The momentum of the past controls our future. From the white compromises that allowed slavery and the Jim Crow regime, to the genocide of Indigenous peoples, to the imperialist domination of Asia, we have been carried by what I call the “tailwinds of American prosperity,” which assumes, among other things, a world of unlimited possibilities (for most white people).

To change this trajectory, we have to deflate the momentum of our history. Maybe we can do this by listening to those who have tried to limit American advancement, and then tell a new story that includes our failure to allow others to limit us. If we can tell such a story, we will not only have changed the past, but the future as well.

We actually have lots of resources to re-imagine our past, including Pekka Hamalainen’s book, Lakota America: A New History of Indigenous Power. Hamalainen presents the Lakota as a Sioux empire that stopped, for a short period, the Western expansion of the Federal government.

The Sioux empire of 2 to 3 thousand warriors defeated the US forces at Little Big Horn. In retaliation, the US massed their larger forces and defeated the Sioux, and then, when the Sioux tried to reclaim their dignity through the ceremony of the Ghost Dance, our military committed the Wounded Knee massacre in 1890. Hamalainen’’s book gives us much more than just a description of these wars. He provides us a story of a people who fought to save their territory and families—to limit American expansion. Their failure and our victory prevented us from experiencing the limits of American imperialism.

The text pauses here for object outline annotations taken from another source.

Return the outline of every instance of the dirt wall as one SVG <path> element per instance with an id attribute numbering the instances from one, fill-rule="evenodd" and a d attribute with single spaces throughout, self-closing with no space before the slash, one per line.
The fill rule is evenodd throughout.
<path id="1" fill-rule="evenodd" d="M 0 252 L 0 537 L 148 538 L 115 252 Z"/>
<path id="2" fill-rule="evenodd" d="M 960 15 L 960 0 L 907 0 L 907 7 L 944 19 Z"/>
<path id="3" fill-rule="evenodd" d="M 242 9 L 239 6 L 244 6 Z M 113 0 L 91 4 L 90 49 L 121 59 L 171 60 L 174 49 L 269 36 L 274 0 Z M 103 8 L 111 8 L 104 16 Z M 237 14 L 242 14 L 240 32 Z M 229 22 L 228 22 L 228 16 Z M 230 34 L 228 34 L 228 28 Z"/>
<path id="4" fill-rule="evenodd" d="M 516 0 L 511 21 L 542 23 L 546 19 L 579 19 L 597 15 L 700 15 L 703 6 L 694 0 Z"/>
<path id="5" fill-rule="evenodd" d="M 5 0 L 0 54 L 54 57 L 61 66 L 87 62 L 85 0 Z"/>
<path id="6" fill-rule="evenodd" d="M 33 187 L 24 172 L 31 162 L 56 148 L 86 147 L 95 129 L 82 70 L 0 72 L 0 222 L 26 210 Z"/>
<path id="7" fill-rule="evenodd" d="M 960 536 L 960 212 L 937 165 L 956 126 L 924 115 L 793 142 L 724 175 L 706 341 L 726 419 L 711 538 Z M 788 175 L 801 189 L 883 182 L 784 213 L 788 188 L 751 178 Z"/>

One may think that we have learned about limits elsewhere—from Vietnam, Iraq, or Afghanistan—but it doesn’t look like it. Even Biden speaks as though we can be anything we want to be. The scholar, Roxanne Dunbar-Ortiz may be right that the Indian Wars have served as the “template for the United States in the World” (The Indigenous People’s History of the United States). Why else would we have “tomahawk missiles” and “Apache helicopters”? Why else engage in the killing of civilians as a war strategy? Why else refer to war zones as “Indian territory”?

There were treaties made between the American and Sioux empires, to use Hamalainen’s terminology. The treaties represent a moment of co-existence; of the acceptance of limits. The expansion of American prosperity , however, led to the violation of these treaties and a reiteration of the story of American exceptionalism.

The ideology of exceptionalism has always been a threat to other peoples, and now it has become a threat to the earth itself. Could it be that those who are among the most vulnerable today—Indigenous Americans—are the ones who could teach us about limits.